Preferring diskless flavors in SCS

Kurt Garloff August 21, 2023

TL;DR

Sovereign Cloud Stack (SCS) has downgraded the formerly mandatory flavors with root disks to recommended ones in the next flavor naming standard version 3. Thus, every SCS IaaS user should preferably use the diskless flavors. This blog post describes the motivation for this change and also explains how the diskless flavors can be used with common automation (Infra-as-Code) tooling.

Flavor standardization

SCS offers the promise to make it easy for Cloud users (typically DevOps teams that develop and operate services/workloads on top of SCS IaaS and/or Container infrastructure) to move between different SCS environments and vendors or to use several of them in a federated way. One of the early accomplishments in standardizing SCS has been to standardize IaaS flavor properties and flavor naming.

On OpenStack (like on many other IaaS environments), when you create a virtual machine (VM), you can not choose an arbitrary amount of (virtual) CPUs or memory (RAM). Instead, you have a discrete set of choices, so-called flavors. They combine a number of vCPUs with a certain amount of RAM and often also a virtual disk to boot from.

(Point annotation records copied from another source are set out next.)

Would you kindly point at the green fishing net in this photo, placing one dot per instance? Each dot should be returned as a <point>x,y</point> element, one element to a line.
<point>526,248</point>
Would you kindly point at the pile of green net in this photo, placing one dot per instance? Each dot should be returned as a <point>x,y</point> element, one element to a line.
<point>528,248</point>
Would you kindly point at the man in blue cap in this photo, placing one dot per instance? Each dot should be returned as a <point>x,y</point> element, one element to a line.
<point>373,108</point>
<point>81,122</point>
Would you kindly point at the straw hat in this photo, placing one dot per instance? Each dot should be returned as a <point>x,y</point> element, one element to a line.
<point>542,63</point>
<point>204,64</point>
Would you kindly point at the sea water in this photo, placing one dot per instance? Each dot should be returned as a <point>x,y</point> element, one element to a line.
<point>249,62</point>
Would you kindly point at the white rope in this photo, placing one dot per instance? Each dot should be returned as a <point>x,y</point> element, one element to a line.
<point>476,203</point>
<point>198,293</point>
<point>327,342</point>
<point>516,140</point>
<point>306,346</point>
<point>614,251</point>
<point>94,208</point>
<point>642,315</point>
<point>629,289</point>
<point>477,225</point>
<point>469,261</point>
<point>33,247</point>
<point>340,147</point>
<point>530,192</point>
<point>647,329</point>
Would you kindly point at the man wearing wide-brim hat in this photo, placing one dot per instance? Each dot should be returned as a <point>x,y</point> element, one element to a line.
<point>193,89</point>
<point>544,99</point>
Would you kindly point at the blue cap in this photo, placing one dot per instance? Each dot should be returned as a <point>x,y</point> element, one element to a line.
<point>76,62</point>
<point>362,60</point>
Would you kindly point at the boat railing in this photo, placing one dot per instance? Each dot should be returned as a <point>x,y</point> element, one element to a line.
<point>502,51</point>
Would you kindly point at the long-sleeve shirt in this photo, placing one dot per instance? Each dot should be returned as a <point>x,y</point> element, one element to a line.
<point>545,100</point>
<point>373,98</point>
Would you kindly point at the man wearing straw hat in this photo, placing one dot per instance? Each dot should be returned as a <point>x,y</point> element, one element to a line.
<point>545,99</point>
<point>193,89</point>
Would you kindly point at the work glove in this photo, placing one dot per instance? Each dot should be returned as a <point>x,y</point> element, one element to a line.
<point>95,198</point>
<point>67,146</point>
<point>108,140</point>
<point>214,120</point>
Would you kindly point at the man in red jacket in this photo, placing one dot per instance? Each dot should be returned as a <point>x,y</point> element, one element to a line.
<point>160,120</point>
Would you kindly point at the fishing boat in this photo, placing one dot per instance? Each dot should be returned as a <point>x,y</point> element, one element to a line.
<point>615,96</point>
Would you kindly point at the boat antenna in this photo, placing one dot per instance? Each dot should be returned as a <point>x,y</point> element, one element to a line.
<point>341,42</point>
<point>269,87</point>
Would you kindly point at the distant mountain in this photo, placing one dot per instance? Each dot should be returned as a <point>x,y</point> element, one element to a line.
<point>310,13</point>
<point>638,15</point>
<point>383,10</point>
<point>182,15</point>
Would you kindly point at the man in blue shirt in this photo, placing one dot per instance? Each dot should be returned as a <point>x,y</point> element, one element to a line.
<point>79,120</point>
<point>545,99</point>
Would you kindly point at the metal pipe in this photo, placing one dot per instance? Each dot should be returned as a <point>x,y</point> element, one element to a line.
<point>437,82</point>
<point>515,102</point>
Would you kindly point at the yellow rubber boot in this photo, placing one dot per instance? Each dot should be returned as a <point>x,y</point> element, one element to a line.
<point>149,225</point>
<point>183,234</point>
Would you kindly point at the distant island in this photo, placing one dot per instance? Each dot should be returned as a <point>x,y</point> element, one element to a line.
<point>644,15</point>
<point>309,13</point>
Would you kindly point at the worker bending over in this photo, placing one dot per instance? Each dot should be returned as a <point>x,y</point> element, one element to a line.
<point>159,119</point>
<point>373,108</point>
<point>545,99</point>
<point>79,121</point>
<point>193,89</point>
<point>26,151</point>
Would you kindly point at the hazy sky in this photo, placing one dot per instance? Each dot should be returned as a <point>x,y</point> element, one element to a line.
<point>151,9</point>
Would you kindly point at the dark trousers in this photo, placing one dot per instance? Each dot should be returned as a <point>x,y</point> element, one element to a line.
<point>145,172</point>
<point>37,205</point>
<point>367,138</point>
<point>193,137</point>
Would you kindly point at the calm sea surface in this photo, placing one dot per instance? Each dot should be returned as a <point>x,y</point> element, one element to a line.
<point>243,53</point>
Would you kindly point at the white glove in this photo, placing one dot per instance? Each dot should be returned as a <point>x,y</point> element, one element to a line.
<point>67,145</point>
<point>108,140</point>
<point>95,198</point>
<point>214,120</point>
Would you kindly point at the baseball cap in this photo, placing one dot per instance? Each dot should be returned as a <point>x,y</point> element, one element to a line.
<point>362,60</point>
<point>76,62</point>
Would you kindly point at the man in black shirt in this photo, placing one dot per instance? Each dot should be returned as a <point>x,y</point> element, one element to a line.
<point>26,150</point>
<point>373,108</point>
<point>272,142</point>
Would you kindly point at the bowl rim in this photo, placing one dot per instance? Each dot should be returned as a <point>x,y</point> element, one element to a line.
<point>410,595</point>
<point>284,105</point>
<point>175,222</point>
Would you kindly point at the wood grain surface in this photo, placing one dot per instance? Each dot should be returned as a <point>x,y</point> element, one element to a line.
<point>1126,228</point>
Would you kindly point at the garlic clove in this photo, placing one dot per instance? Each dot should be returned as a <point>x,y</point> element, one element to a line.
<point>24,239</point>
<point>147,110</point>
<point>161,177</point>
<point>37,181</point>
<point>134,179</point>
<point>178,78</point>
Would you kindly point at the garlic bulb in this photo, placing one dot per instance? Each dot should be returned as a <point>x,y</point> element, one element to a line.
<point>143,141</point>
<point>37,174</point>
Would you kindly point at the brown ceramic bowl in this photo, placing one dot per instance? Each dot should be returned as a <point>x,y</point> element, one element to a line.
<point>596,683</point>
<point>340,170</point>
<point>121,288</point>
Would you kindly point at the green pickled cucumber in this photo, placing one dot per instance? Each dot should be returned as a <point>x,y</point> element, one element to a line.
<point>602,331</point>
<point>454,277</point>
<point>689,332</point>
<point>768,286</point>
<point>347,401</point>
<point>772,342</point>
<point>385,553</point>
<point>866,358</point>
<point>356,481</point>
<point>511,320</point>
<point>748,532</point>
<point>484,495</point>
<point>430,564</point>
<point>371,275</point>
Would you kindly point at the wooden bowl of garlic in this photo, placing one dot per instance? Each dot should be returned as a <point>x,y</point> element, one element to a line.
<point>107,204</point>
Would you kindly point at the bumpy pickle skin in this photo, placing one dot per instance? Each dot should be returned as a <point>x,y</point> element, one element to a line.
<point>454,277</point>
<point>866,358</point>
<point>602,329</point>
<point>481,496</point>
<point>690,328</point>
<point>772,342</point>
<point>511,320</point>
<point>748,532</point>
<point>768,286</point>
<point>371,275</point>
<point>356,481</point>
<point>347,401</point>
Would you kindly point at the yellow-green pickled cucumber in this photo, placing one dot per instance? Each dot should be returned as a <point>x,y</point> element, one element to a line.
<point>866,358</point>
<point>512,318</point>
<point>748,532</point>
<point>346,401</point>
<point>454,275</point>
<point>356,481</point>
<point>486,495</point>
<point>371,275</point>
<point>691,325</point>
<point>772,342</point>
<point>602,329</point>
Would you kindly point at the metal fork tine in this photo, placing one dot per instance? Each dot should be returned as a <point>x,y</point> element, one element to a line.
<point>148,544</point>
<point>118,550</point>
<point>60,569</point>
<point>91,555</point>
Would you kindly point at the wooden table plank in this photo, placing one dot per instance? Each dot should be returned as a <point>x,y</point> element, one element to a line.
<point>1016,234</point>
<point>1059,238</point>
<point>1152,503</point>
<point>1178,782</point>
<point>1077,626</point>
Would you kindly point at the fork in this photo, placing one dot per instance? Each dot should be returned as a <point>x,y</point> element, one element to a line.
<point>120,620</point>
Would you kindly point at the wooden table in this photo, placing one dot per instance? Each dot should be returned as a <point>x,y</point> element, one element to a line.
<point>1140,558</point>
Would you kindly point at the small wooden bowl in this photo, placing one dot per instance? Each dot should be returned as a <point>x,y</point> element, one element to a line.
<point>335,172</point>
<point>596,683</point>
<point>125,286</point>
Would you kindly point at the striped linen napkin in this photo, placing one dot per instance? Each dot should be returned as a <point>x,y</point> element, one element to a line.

On a typical VM creation, an operating system image is being copied to the disk (of a size defined by the chosen flavor) on the compute host, vCPUs and RAM are allocated (according to the numbers defined in the chosen flavor) and the virtual machine can then start booting.

While this is not as flexible as some users might like, this is how most clouds do it. In SCS environments, several standard flavors exist, e.g., flavors with 4vCPUs, 8GiB of RAM and a 20GB root disk (SCS-4V-8-20) or one with 4vCPUs, 16GiB of RAM and a 50GB root disk (SCS-4V-16-50).

Diskless flavors

Creating a set of flavors that caters to the needs of most users results in a non-trivial amount of flavors. Some workloads require more computing power (thus more vCPUs), some require more RAM. So, many combinations of these will be needed. The mandatory flavors in SCS cover 1 through 16 vCPUs and 2 through 32GiB of RAM, with ratios of 1:2, 1:4 and 1:8 between vCPUs and RAM (in GiB). This results in 12 flavors. (There is one additional flavor for tiny machines, SCS-1L-1, resulting in 13 flavors actually.) Of course, providers can implement many more based on the needs of their users – these are just not guaranteed to be available on all SCS environments.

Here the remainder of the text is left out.